Supporters of the laws argue that these incidents are not rare and believe the measures are necessary.

For technology companies, however, the Arkansas law raises serious constitutional issues. NetChoice argues that the provisions are unconstitutionally vague and fail to provide clear guidance on what content would be prohibited. The group warns that the restrictions could limit lawful expression for both minors and adults, creating significant First Amendment concerns.

The lawsuit even points to cultural examples. It questions whether songs referencing drugs, such as Afroman’s “Because I Got High,” would be restricted under the law’s language. For NetChoice, that lack of clarity is unconstitutional in itself.

Additional Restrictions Under Fire

NetChoice’s lawsuit also challenges a separate Arkansas law recently passed by legislators. That measure would require platforms to block notifications to minors between 10 p.m. and 6 a.m.

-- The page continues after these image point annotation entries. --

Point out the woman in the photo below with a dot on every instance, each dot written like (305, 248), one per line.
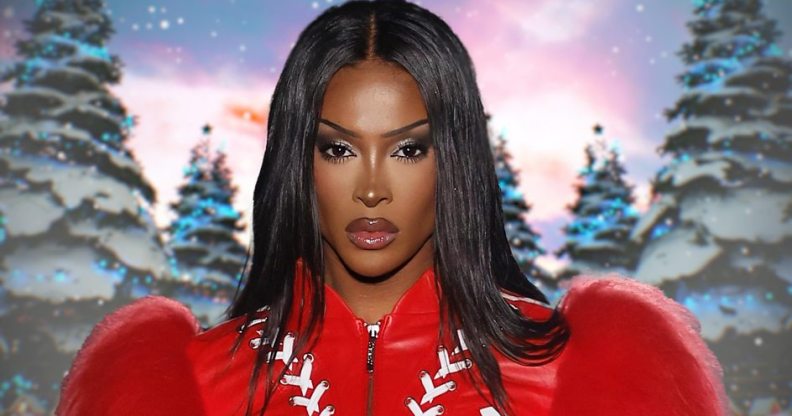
(381, 281)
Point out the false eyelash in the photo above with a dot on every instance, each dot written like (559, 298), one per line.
(403, 144)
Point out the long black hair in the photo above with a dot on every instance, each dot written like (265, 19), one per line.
(472, 257)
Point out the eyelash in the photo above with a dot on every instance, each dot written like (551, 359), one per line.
(403, 145)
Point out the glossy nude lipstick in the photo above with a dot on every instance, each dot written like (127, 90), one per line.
(371, 233)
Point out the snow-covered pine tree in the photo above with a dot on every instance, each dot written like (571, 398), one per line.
(524, 241)
(208, 257)
(718, 234)
(78, 234)
(597, 239)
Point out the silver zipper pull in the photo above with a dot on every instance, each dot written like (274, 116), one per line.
(373, 330)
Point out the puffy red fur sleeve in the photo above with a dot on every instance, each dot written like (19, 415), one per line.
(134, 363)
(633, 351)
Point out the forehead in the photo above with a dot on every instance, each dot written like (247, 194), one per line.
(372, 97)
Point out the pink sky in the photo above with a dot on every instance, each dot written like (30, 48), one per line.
(543, 79)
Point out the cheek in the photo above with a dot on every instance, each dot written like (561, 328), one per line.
(418, 190)
(330, 187)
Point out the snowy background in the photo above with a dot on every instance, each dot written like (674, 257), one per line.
(548, 72)
(109, 195)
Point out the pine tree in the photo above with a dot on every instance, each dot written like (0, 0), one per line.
(597, 239)
(207, 255)
(718, 233)
(78, 237)
(524, 241)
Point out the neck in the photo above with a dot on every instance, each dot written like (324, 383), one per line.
(372, 297)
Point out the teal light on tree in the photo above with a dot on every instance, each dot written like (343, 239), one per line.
(597, 238)
(524, 241)
(76, 231)
(718, 231)
(206, 254)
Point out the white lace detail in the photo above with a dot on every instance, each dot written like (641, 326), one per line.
(431, 391)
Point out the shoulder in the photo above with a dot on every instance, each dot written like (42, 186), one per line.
(633, 351)
(134, 362)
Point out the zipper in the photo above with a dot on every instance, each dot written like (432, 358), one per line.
(373, 330)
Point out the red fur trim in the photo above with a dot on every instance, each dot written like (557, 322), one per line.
(633, 351)
(134, 363)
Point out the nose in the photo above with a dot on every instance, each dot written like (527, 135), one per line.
(373, 186)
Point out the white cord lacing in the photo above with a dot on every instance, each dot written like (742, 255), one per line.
(432, 391)
(310, 394)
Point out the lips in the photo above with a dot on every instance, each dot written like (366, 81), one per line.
(371, 234)
(371, 225)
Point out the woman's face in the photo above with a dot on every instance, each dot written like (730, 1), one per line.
(374, 159)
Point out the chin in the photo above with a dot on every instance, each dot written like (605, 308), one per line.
(372, 264)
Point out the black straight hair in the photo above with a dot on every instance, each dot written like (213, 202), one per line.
(472, 257)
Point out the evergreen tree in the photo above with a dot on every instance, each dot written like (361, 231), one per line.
(597, 239)
(718, 234)
(208, 257)
(524, 241)
(78, 239)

It would also mandate that companies ensure their platforms do not “engage in practices to evoke any addiction or compulsive behavior.”

The trade group argues that these requirements are just as vague as the others. The complaint notes that addiction is difficult to define or measure. “What is addictive to some minors may not be addictive to others. Does allowing teens to share photos with each other evoke addiction?” the lawsuit asks.

Industry leaders fear that if Arkansas succeeds, similar restrictions could spread to other states, setting off a chain reaction that could reshape how social media is regulated nationwide.

What Comes Next

Governor Sanders, who enjoys strong public support on the issue, remains committed to defending the law. Arkansas Attorney General Tim Griffin’s office has said it is reviewing the latest complaint and looks forward to making its case in court.

For families like Deserio’s, the fight is intimate and urgent, bound up with grief and the hope that change might protect others. For technology companies, it is a constitutional test that could shape the future of their platforms far beyond Arkansas.

For now, the courtrooms of Fayetteville have become a stage for a national reckoning, where the clash between safeguarding children and preserving free speech is unfolding in real time.